Obama, the great appeaser? South Dakota, the great parasite?
Storm clouds on the horizon
If you read past the main stream media's search for conflicts and scandals in the deaths of celebrities, you get past the sound and fury of the surly village churls, there are some serious political undercurrents swirling in America.
One is the apprehension of Obama supporters that he has gone back on the promises that they elected him to carry out.
Another is the growing resentment and condemnation of the agricultural lobby.
Joseph Galloway, the military columnist for McClatchy and former senior military correspondent for Knight Ridder, has unleashed a scalding criticism on what he sees as Obama's failures to carry out the mandate that got him elected. He says there was a golden moment when Obama could have accomplished the changes he promised, but that moment has slipped away.
- Obama has called off investigations into past government incidents and into the people and companies that brought down our economy.
- In working on the economy, he has reached out and accommodated the very people who created the mess.
- He promised we would never use torture as a national policy, but he has accommodated and relieved of responsibility the very people who created and used torture.
- He promised transparency in government, but he has adopted the very Bush practices that he promised to eliminate.
And bit by bit the possibility of change disappeared; bit by bit the hope of a renewed and reinvigorated American democracy and way of government faded away. Those who had held a dream in their hand closed their hand and crushed the dream.
The other complaint that is brewing is against the agriculture lobby and what is seen as the gross entitlements it expects and receives.
Washington Post business columnist Steven Pearlstein notes the stance of the agriculture lobby on the climate change bill:
But, for farmers, it wasn't enough to get a free pass on carbon emissions. They are unhappy that the effect of the caps and pollution permits will be to raise the price of their fuel, fertilizer and electricity. No matter that other Americans will suffer similar effects. In the mind of the entitled American farmer, any increase in costs or reduction in revenue -- whether from natural causes, market forces or government regulation -- must be compensated for by the government. .
In regard to assuming any responsibility for the environment, Pearlstein says,
And they demanded to be paid not just if they do these things in the future, but also if they did them last year or the year before. They demanded the payments even if they are already getting a check from the government to do the same things as part of some other conservation program. And perhaps most notably, they demanded that the job of supervising this offset program be shifted from the Environmental Protection Agency, whose focus would actually be ensuring that the reductions are real, to the Department of Agriculture, which sees its mission as preserving, protecting and defending American farm subsidies.
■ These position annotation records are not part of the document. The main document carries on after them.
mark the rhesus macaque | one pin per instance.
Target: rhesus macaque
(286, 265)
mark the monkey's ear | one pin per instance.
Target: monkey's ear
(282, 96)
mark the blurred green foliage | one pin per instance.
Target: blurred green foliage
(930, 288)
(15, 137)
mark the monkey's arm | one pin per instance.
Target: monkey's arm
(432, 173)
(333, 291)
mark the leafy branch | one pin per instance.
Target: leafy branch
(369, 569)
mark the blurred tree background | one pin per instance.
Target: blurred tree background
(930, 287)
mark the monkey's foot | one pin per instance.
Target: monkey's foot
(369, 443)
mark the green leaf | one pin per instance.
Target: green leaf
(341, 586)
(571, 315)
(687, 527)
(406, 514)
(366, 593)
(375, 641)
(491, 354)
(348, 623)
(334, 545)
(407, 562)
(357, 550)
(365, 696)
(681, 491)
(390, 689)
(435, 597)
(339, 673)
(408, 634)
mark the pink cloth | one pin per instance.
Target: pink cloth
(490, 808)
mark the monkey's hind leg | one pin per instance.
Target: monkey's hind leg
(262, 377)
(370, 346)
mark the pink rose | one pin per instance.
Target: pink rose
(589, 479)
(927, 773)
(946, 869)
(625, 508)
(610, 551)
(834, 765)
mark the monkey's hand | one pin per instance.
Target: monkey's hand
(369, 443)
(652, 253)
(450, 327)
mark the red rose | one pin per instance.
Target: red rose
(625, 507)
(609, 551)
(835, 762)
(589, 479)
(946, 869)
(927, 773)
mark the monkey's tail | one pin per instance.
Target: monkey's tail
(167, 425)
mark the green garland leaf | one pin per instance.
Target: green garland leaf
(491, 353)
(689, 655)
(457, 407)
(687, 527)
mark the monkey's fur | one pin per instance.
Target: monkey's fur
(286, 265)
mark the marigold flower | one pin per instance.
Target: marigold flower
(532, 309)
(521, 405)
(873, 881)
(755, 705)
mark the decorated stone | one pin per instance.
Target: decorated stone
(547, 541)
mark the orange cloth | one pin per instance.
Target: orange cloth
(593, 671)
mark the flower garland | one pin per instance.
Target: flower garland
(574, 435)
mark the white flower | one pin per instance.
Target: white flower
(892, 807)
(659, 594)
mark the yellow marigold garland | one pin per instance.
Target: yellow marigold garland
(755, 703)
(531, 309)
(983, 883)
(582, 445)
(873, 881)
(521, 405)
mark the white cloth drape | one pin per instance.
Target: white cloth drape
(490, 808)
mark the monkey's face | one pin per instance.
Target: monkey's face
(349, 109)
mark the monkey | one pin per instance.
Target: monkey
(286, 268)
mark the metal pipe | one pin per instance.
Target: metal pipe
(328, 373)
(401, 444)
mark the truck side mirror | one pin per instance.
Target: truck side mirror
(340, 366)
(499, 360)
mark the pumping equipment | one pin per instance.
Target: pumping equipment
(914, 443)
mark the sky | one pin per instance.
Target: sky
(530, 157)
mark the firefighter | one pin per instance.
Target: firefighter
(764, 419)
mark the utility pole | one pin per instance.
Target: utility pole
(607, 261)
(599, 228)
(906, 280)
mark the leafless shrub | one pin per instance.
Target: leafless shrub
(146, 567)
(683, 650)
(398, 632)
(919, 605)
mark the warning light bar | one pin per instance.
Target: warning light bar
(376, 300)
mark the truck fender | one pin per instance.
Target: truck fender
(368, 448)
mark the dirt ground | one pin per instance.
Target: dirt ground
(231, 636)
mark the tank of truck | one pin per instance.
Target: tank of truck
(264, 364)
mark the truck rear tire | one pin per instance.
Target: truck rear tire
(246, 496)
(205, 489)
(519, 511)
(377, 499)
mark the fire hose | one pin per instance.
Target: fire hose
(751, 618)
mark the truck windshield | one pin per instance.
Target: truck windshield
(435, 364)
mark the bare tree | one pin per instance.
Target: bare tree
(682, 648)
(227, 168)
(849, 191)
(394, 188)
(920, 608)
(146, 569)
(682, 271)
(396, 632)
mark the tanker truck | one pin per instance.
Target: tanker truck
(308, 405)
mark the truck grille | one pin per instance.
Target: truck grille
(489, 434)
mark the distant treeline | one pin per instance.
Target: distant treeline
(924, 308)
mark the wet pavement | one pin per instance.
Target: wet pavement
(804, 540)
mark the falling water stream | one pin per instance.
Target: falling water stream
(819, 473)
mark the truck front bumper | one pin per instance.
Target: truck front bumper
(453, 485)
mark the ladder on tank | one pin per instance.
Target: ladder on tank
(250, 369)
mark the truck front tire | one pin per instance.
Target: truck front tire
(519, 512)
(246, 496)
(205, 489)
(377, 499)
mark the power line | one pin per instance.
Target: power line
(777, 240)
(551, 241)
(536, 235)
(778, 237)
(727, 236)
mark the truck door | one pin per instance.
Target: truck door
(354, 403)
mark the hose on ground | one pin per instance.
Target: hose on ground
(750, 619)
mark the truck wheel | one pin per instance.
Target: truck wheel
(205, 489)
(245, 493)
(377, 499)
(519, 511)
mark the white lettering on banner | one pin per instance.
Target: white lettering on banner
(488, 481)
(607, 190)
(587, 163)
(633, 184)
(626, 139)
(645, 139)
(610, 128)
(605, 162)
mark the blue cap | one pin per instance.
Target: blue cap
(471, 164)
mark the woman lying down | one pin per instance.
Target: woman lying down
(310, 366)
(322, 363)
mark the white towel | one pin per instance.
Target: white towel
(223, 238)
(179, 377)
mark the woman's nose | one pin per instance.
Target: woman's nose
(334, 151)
In regard to the vote on the bill, Pearlstein notes:
Bob Stallman, president of the American Farm Bureau Federation and the self-proclaimed "voice of agriculture," yesterday urged all House members to vote against the climate-change bill, claiming it would "result in a net economic cost to farmers with little or no environmental benefit."
The next time the world's most selfish lobby comes to Washington demanding drought relief, rvvvsomeone ought to have the good sense to tell them to go pound sand.
Pearlstein's attitude is one that is growing throughout the country. South Dakota is the focal point for some of the resentments and disapproval of government programs that subsidize agriculutre. A growing perception of the entire West River economy is of a parasite that subsists toally on government programs and is incapable of surviving on its own.
If people want the government to get out of the auto industry as fast as possible, many people think it should also get out of private agriculure just as quickly. Up to now, agriculuture has been regarded as apart from the corporate economy. It is increasingly identified as part of the corporate structure that rules America and its special privileges and exemptions can not be justified.
For Barack Obama, some serious opposition is building among his most fervent supporters.
And for South Dakota's congressional delegation, there is growing disparity between what their constituents want and what the rest of the country thinks they should have.